• State TI Thinks Resolved
  • Replies 6 replies
  • Answers 1 answer
  • Subscribers 32 subscribers
  • Views 117 views
  • Users 0 members are here
Support feedback
Options
Options
Related

AM263P4: Binary Image Creation in HS-SE mode.

Shashank Bikkanuri
Intellectual 260 points
Part Number: AM263P4


I am currently using a Windows PC, and I am trying to generate the binary images for both the SBL and the application.

I am able to create the X.509 certificate by following the procedure described in the AM263Px TRM. However, I am unsure how to encrypt the application image or SBL image and how to add them as described in the procedure.

I have the following questions:

  1. What exactly is meant by creating a certificate, creating an X.509 template, and creating an X.509 certificate? How do these differ in the context of the image-generation flow?

  2. The SBL image is encrypted using mcu_rom_image_gen.py. How is the application image supposed to be signed or encrypted?

 

image.png

 

Regards,

Shashank 

 

 

 

  • 0
    Intellectual 260 points

    After adding the following post-build step:

    I encountered the following error:

    Regards,

    Shashank

  • 0 in reply to Shashank Bikkanuri
    TI__Mastermind 24633 points

    Hello Shashank,

    This thread has been assigned to the expert for further review and action. Please note that our team's response times may be slower than usual due to the holiday season. We will get back to you as soon as possible and appreciate your understanding in this matter.
    Thank you for your inquiry and we look forward to assisting you soon.

    Best regards,
    Zackary Fleenor

  • 0 in reply to Fleenor
    Intellectual 260 points

    Hi Fleenor,

    I am attempting to generate an X.509 certificate manually from the command prompt using two methods, as shown in the attached images.

     Method 1 – No errors (certificate generated successfully)

    Method 2 – Errors while generating the certificate

    I am using the same input files in both cases, but the certificate generation fails when I provide the file paths instead of placing the files in the current working directory. Could you please advise what might be causing this issue?

    Additionally, I have a few questions:

    1. This process is intended to run in the post-build steps. How can I resolve the errors that occur when these steps are executed automatically in the build pipeline?

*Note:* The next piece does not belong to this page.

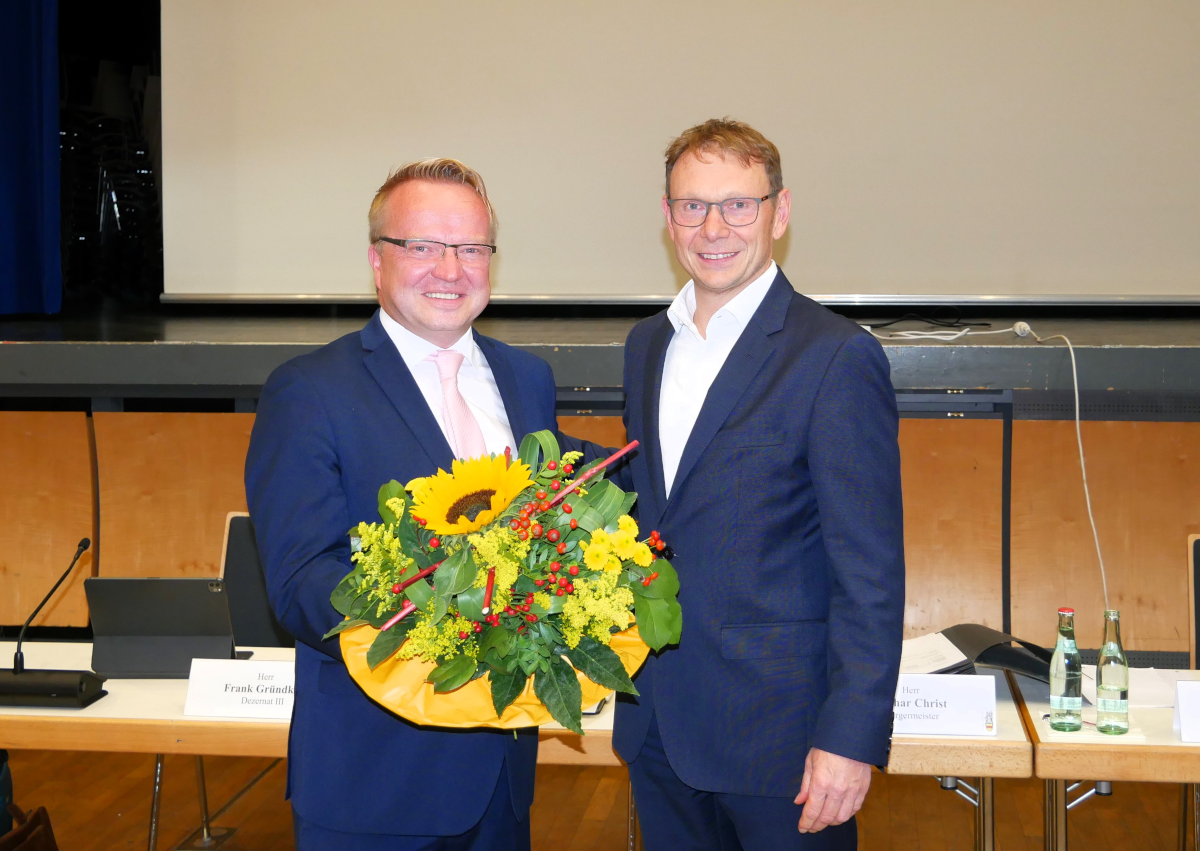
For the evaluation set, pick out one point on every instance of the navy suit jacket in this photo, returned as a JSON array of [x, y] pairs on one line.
[[331, 427], [785, 517]]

    2. I am generating the certificate in .der format. Is this acceptable, or must the certificate be generated strictly as TIIMAGE format? Would using .der cause any issues?

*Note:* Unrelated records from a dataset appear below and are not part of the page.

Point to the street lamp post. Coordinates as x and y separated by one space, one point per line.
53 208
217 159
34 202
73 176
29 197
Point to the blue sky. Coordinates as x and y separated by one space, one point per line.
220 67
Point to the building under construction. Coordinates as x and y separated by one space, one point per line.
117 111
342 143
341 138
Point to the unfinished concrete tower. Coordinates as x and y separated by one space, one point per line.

    3. The certificate contains a Validity field. Does this field impact secure boot or operation after expiration? In other words, will the device stop booting after the validity period ends, or is the expiration irrelevant since the controller has no real-time clock source to verify the date?

    Thanks and Regards,

    Shashank

  • 0 in reply to Fleenor
    Intellectual 260 points

    Hi Fleenor,

    I am attempting to generate an X.509 certificate manually from the command prompt using two methods, as shown in the attached images.

     Method 1 – No errors (certificate generated successfully)

    Method 2 – Errors while generating the certificate

    I am using the same input files in both cases, but the certificate generation fails when I provide the file paths instead of placing the files in the current working directory. Could you please advise what might be causing this issue?

    Additionally, I have a few questions:

    1. This process is intended to run in the post-build steps. How can I resolve the errors that occur when these steps are executed automatically in the build pipeline?

    2. I am generating the certificate in .der format. Is this acceptable, or must the certificate be generated strictly as TIIMAGE format? Would using .der cause any issues?

    3. The certificate contains a Validity field. Does this field impact secure boot or operation after expiration? In other words, will the device stop booting after the validity period ends, or is the expiration irrelevant since the controller has no real-time clock source to verify the date?

    Thanks and Regards,

    Shashank

  • 0 in reply to Shashank Bikkanuri
    TI__Mastermind 49290 points

    Hi Shashank, please see that the file directory error can happen, due to path representation with /(forward slash) vs \(backward slash)

    Can you try the alternative path and use double quotes around the path

  • 0 in reply to Shashank Bikkanuri
    TI__Mastermind 49290 points
    Shashank Bikkanuri said:
    This process is intended to run in the post-build steps. How can I resolve the errors that occur when these steps are executed automatically in the build pipeline?

    This also looks to be related to path issue, please try the previous suggestion.

    Shashank Bikkanuri said:
    I am generating the certificate in .der format. Is this acceptable, or must the certificate be generated strictly as TIIMAGE format? Would using .der cause any issues?

    Please use the .tiimage format; we do not recommend any other format.

    Shashank Bikkanuri said:
    The certificate contains a Validity field. Does this field impact secure boot or operation after expiration? In other words, will the device stop booting after the validity period ends, or is the expiration irrelevant since the controller has no real-time clock source to verify the date?

    The ROM does not checks the certificate validity field.